NONITO DONAIRE “FROM EXCITING TO NOT”
San Francisco, CA– After Nonito Donaire nearly decapitated Fernando Montiel back in 2011 in the second greatest performance of his career, HBO began to showcase him as the heir apparent to Manny Pacquiao; a multi-dimensional superstar with speed, intelligence, and two fisted power. Donaire ran through his opponents in dominant fashion but there was one problem: he was boring. The executives at HBO quickly found out that the “Filipino Flash” was more boxer than puncher and unless his opponents were coming straight at him as Montiel, Jorge Arce, or Vic Darchinyan, whom Donaire rematches this evening, his bouts were more likely to put viewers to sleep rather than his opponents.
MATCHMAKER NIGHTMARE IS TWO COUNTERPUNCHERS!
The best example of this came a little over a year ago, during Donaire’s bout against Japanese legend, Toshiaki Nishioka. Both men are counterpunchers by nature who wait for their foe to take the initiative before striking. Their reluctance to engage one another resulted in a staring match between the two fighters, drawing boos and catcalls from the fans at the Home Depot Center in Carson, Ca. What made their dance with one another even more agonizing to watch was that they were following a Fight of the Year candidate in Brandon Rios vs. Mike Alvarado 1, a barnburner that saw neither men shy away from war.
DONAIRE NO LONGER “VIEWER’S VIAGRA”
Rios-Alvarado drew the fans to the arena that night and I’m willing to bet that most viewers switched channels after their unforgettable war. This bout easily should have been made the main event on that October 13th, 2012 card by HBO. There was nothing else to remember that night. When Donaire finally knocked Nishioka out in the ninth round after the Japanese fighter decided to take a chance and press the action, it was more relief than excitement.
AND THEN CAME RIGO!
Earlier this year, HBO and Top Rank promoter Bob Arum ran into another problem in their Donaire marathon: he was schooled, and out boxed easily by Cuban Olympian, Guillermo Rigondeaux. In a continuing trend, this bout was anything but exciting or action packed. But for some odd reason, Rigondeaux was to blame for that by most of the media. Donaire was quickly forgiven and is being given his own HBO headline against a man he already destroyed in the best performance of his career. Meanwhile, Rigondeaux was told that he was unwelcome back on HBO where, according to Bob Arum (who lied yesterday but is telling the truth today) the executives throw up at the mere mention of his name.

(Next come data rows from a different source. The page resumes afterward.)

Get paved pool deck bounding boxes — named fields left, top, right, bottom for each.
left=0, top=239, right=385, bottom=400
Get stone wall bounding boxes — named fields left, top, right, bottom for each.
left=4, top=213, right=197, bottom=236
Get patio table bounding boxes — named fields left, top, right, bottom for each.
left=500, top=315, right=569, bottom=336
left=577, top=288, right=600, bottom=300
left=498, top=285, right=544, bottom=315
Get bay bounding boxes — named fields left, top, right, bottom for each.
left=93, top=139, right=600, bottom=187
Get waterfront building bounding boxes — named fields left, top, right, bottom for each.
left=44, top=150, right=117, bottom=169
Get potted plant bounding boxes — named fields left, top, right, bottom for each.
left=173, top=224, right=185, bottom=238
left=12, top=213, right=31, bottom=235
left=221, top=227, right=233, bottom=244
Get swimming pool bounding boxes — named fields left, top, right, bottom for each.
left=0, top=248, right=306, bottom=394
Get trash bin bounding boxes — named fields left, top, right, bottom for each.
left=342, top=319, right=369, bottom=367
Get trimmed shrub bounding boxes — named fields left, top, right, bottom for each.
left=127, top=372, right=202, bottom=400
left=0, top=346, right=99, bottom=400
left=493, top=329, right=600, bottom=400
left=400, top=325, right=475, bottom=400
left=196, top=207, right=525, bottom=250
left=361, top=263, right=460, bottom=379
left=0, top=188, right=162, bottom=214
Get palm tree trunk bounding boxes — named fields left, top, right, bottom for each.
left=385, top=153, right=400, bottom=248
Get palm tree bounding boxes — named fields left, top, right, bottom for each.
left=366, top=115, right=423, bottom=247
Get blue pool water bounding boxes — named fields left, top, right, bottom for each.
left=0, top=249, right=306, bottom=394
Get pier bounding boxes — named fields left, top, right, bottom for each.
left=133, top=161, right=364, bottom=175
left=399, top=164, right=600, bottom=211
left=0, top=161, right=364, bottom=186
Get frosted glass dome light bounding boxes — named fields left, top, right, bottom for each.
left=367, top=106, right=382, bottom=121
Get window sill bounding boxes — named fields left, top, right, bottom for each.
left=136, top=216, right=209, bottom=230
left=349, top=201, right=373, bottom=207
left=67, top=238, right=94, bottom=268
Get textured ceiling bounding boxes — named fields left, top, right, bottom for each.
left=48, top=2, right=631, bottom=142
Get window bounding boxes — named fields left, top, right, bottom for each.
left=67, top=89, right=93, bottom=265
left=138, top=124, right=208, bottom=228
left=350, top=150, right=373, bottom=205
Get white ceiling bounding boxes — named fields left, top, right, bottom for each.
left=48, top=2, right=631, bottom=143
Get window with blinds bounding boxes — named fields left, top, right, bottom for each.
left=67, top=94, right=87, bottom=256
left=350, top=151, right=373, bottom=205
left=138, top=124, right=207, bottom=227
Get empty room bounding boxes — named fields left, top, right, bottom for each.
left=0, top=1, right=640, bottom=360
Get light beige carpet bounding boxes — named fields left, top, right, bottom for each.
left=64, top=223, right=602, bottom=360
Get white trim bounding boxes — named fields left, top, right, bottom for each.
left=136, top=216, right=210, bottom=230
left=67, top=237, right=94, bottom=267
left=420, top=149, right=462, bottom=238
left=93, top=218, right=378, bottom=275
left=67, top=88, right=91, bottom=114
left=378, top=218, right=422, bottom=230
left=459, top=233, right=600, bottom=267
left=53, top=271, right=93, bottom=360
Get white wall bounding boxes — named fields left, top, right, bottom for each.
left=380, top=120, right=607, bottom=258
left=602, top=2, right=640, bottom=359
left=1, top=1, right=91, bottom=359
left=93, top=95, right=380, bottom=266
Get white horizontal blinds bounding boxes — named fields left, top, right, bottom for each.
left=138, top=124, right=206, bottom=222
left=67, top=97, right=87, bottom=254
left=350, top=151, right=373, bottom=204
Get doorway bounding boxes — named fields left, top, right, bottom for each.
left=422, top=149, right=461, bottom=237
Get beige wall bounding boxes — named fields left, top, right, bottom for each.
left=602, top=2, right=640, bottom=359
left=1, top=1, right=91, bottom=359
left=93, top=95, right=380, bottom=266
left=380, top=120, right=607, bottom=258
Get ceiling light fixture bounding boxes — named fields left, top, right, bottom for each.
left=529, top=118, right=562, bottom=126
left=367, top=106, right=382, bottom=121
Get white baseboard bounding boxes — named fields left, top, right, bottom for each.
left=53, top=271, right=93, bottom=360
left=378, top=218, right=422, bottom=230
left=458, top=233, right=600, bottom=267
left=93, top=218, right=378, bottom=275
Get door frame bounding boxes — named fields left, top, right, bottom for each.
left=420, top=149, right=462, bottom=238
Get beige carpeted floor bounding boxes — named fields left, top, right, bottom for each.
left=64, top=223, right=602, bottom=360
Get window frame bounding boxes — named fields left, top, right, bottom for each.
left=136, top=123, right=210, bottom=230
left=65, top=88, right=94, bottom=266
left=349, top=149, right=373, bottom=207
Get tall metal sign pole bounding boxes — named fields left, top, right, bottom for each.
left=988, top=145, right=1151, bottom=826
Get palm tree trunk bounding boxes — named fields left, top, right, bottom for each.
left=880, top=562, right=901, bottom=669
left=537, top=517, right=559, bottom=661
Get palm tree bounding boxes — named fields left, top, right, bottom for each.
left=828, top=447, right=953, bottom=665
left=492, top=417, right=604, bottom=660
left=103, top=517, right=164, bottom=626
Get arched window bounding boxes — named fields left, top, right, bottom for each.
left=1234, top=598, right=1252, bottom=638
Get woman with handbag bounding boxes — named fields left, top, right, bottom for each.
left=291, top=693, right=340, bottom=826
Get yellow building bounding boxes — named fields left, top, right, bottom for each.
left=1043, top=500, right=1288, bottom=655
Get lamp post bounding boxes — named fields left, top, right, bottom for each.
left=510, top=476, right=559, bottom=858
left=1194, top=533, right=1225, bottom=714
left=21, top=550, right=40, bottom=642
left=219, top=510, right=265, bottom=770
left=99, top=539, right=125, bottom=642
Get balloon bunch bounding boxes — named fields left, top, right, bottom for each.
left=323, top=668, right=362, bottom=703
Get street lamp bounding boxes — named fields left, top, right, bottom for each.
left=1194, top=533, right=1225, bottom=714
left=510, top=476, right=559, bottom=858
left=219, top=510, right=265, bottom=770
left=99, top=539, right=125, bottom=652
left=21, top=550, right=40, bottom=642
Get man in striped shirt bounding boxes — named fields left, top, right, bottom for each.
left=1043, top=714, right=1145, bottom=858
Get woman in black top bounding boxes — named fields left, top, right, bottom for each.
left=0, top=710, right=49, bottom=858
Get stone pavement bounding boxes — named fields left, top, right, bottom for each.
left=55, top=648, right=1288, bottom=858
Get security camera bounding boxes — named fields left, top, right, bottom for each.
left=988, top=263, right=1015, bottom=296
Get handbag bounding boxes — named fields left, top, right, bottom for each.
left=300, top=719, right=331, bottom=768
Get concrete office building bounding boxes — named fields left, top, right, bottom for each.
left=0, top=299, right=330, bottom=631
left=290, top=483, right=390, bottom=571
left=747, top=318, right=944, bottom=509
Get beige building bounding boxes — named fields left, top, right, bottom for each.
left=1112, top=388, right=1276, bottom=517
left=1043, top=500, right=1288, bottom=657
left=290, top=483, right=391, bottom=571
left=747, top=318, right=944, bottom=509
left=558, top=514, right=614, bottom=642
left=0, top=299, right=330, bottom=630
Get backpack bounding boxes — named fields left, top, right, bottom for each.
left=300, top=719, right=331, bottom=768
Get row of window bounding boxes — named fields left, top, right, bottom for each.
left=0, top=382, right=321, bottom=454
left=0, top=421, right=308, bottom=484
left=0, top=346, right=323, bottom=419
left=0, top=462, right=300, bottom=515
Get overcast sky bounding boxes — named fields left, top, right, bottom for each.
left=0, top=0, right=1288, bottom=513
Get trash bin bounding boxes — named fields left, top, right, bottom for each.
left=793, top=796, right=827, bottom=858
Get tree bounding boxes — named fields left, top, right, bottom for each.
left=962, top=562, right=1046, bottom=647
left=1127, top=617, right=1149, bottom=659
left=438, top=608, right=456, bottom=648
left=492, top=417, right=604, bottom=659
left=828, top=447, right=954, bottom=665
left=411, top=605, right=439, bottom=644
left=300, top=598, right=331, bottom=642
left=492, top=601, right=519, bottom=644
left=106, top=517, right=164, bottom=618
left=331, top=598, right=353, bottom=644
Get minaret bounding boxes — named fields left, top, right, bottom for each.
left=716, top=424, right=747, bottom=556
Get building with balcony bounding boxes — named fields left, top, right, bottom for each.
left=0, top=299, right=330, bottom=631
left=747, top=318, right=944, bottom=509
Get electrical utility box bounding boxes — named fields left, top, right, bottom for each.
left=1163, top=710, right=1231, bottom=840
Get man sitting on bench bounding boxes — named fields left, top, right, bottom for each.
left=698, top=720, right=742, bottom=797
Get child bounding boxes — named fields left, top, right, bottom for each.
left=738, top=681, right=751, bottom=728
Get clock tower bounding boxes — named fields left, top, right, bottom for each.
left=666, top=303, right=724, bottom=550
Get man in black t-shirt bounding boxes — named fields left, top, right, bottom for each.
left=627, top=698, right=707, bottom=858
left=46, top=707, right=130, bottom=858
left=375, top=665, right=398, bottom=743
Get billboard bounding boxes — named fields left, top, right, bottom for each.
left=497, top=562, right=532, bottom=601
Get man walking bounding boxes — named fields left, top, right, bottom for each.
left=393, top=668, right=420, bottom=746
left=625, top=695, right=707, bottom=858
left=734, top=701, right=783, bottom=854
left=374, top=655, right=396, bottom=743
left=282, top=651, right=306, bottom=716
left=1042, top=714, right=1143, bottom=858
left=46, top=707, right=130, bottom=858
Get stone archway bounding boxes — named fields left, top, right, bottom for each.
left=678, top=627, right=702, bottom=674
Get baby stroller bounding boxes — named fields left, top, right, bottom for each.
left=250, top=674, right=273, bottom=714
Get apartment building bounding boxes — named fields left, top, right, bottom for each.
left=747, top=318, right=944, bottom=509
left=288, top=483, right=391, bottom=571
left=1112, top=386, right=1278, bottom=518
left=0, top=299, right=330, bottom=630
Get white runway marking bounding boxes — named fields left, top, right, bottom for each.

NOT MAIN EVENT WORTHY HERE
Once again Donaire is wrongly being made the main event on a card where he is not the draw. The reality in boxing is that a Filipino boxer not named Pacquiao against an Armenian does not draw crowds to a fight in Texas. You know what does? Latinos. You know who is fighting on Donaire’s undercard? Two Latinos.
PUERTO RICO V. MEXICO IS SECOND BANANA
Not just any Latinos either. A Mexican versus a Puerto Rican, the greatest cultural rivalry in boxing. Mikey Garcia, Donaire’s stablemate, and Roman Martinez have 59 wins and one loss between them. Garcia has been fundamentally and technically complete so far and according to many within the industry it is he, not his Filipino colleague who is also trained by his brother Robert Garcia, who will be the next one at the top of the ‘pound for pound’ list. In every bout he has had on HBO so far he has looked brilliant if not close to perfect.
HBO FEEDING UP CRAP INSTEAD OF STEAK!
Chances are he will look just as good this evening. But he’s just the appetizer even though he is facing the more credible opponent. For the entree, we get to see Donaire face a 37 yr old who has lost two of his last four fights and is at least two divisions past his prime.